Looking to go Public? Follow These Steps

Your private business is becoming successful at a rapid pace and now you’re faced with the opportunity to list publicly. How do you best prepare for one of the most important phases in your company’s history? If you want to ensure your success in this important venture, you’ll need to have these basics covered first.

1. Raise capital.

Before going public, your company will need to accumulate a set number of assets. For most companies, $2 million in net tangible assets is a good place to start. The exact number of assets you’ll need will depend on which exchange you’re expecting to list on since each exchange has its own set of listing requirements. The best way to determine which exchange is best suited for your company is to consult an investment bank, as they can provide insight into which exchange is the best fit for your company based on your financial prospects, scalability and growth potential.

2. Establish a business plan and equity story.

Developing a strong business plan is key to your long-term success as a public company.

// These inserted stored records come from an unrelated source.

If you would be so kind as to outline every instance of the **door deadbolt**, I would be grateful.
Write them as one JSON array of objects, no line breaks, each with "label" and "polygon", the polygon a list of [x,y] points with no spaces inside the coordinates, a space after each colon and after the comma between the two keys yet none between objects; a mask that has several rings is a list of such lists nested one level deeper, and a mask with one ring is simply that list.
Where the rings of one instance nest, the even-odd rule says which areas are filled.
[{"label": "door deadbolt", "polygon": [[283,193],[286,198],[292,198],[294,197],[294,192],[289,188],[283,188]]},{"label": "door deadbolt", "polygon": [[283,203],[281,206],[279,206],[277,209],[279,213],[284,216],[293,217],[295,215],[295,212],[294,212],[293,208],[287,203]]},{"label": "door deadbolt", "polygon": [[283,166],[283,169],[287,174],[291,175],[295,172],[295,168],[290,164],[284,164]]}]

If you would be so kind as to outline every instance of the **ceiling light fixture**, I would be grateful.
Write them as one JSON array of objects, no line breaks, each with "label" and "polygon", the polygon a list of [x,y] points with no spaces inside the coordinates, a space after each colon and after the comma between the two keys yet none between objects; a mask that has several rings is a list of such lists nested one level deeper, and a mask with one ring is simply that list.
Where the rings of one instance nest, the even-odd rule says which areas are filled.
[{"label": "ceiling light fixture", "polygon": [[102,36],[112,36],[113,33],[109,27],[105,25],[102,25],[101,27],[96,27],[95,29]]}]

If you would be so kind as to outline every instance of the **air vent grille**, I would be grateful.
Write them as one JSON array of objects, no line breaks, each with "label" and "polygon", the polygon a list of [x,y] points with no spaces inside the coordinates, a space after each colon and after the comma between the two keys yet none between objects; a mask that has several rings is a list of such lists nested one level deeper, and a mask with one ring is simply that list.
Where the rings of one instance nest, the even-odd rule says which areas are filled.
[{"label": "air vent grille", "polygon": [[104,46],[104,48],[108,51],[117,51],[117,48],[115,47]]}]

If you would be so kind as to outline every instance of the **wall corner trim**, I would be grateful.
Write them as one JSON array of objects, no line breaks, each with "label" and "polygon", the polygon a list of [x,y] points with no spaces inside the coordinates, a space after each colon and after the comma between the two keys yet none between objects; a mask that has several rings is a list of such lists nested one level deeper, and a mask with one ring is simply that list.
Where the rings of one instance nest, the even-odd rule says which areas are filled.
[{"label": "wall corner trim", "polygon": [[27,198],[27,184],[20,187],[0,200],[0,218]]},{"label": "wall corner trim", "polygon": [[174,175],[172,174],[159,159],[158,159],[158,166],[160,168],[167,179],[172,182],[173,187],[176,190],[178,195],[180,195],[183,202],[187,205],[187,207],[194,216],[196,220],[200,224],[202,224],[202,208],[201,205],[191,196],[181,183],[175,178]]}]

A good business plan will outline your potential revenue, income expectations, future plans and business strategies. In addition to a strong business plan, you’ll need to have a solid understanding of your equity story. Make sure you can clearly articulate what makes your product unique. What does your business do? Why is it important? How are you outpacing your competitors? These are all important questions to have solid answers to before applying to go public.

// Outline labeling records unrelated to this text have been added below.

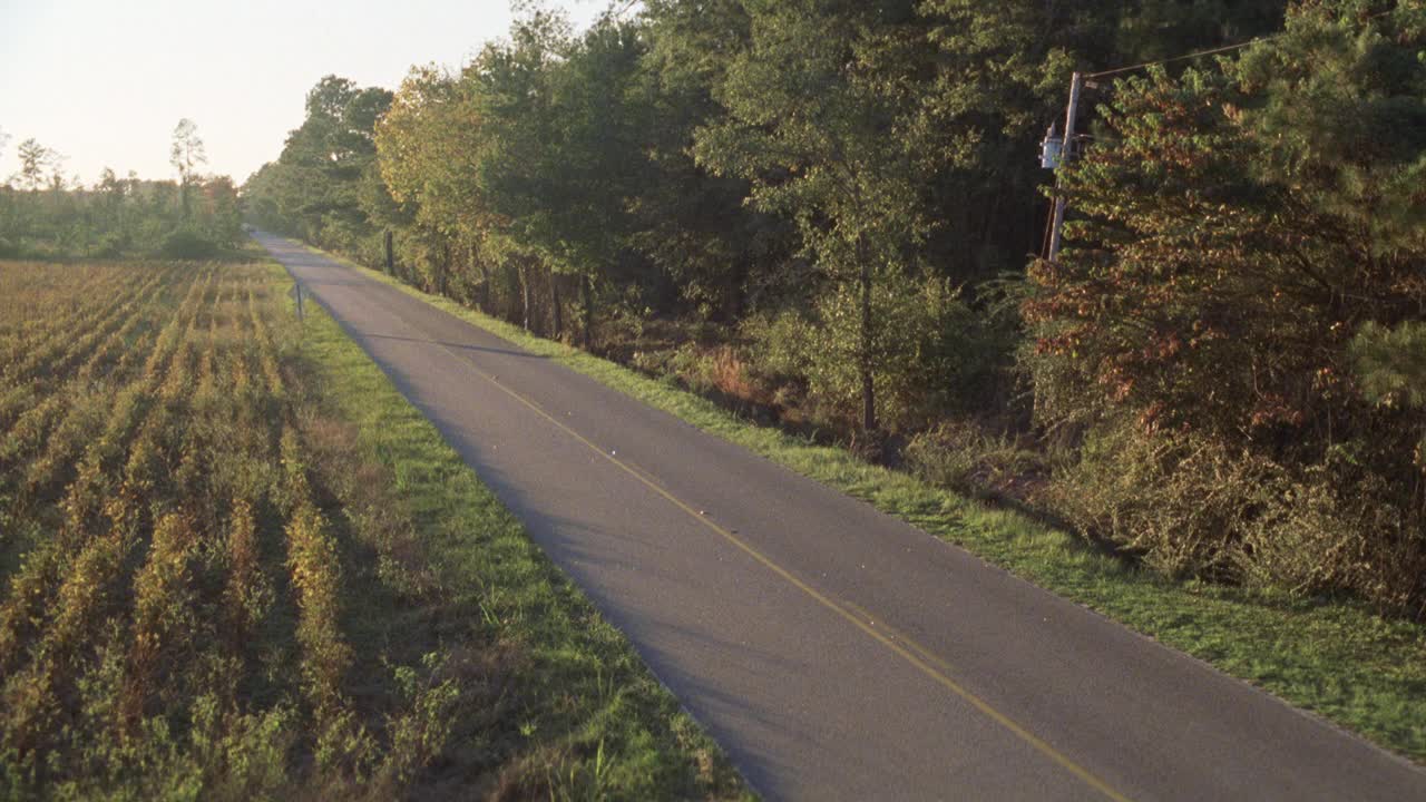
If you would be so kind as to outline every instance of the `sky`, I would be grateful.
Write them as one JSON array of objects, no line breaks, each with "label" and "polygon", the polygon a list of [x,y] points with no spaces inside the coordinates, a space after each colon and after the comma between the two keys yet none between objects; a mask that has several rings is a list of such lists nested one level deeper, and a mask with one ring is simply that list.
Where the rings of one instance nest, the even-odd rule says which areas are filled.
[{"label": "sky", "polygon": [[[576,29],[607,0],[550,0]],[[0,183],[34,137],[84,184],[104,167],[170,178],[174,126],[205,173],[242,183],[282,150],[322,76],[396,88],[458,68],[511,24],[509,0],[0,0]]]}]

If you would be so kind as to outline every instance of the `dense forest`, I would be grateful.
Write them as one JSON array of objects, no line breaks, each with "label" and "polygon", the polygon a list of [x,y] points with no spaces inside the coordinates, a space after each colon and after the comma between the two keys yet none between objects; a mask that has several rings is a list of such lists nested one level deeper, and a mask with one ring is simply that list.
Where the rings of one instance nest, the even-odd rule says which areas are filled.
[{"label": "dense forest", "polygon": [[[0,147],[4,140],[0,133]],[[173,181],[106,168],[86,186],[33,137],[16,157],[20,170],[0,183],[0,258],[212,258],[242,241],[238,190],[227,176],[200,171],[207,156],[191,120],[174,127]]]},{"label": "dense forest", "polygon": [[1169,575],[1426,615],[1426,4],[632,6],[324,78],[247,213]]}]

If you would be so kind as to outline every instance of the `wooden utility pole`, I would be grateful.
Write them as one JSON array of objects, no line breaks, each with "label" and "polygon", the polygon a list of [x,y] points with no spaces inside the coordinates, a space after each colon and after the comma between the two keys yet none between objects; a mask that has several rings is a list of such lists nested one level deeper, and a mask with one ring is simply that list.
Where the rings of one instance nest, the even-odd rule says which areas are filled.
[{"label": "wooden utility pole", "polygon": [[[1060,151],[1060,167],[1064,167],[1071,158],[1074,158],[1074,121],[1079,111],[1079,93],[1084,90],[1084,76],[1075,73],[1070,80],[1070,107],[1065,108],[1065,140],[1064,147]],[[1058,170],[1055,171],[1058,174]],[[1055,186],[1060,186],[1058,177],[1055,178]],[[1065,198],[1060,196],[1055,198],[1055,220],[1050,227],[1050,253],[1047,258],[1055,261],[1060,258],[1060,235],[1065,224]]]}]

3. Be prepared for financial reporting and compliance.

Get your financial documents in order. Having at least two to three years of audited financial statements is typically a requirement for most exchanges, and after you go public, you’ll need to get accustomed to making your financial information available to the public. You’ll also need to make sure that your company is following the due diligence process. Your team and legal counsel will need to ensure that all material facts are accurate and that there is nothing being left out or misrepresented. Be prepared to oversee and maintain a record of your due diligence process so that you can accurately report data to your investors and the public and maintain compliance with regulatory requirements.

4. Strengthen your management team and hire investor relations.

Publicly listed companies need a highly competent management team to keep them up and running. Apart from the day-to-day operations of the company itself, you’ll need to hire an investors relations department to manage inquiries, provide investors with company information and maintain strong relationships with investors. Additionally, you’ll have to ensure your leadership team has a proven track record so that investors feel confident in your team’s ability to lead the business to success. While it’s not necessary to hire new senior leadership, bringing on a few new key players with substantial industry knowledge can reassure investors that the company is on the road to success.

These are only a few of the steps you’ll need to follow if you want to take your company public. Despite the time and effort it takes to get prepared, for many companies going public is the first phase in achieving substantial growth and making a lasting impact on their industry as a whole.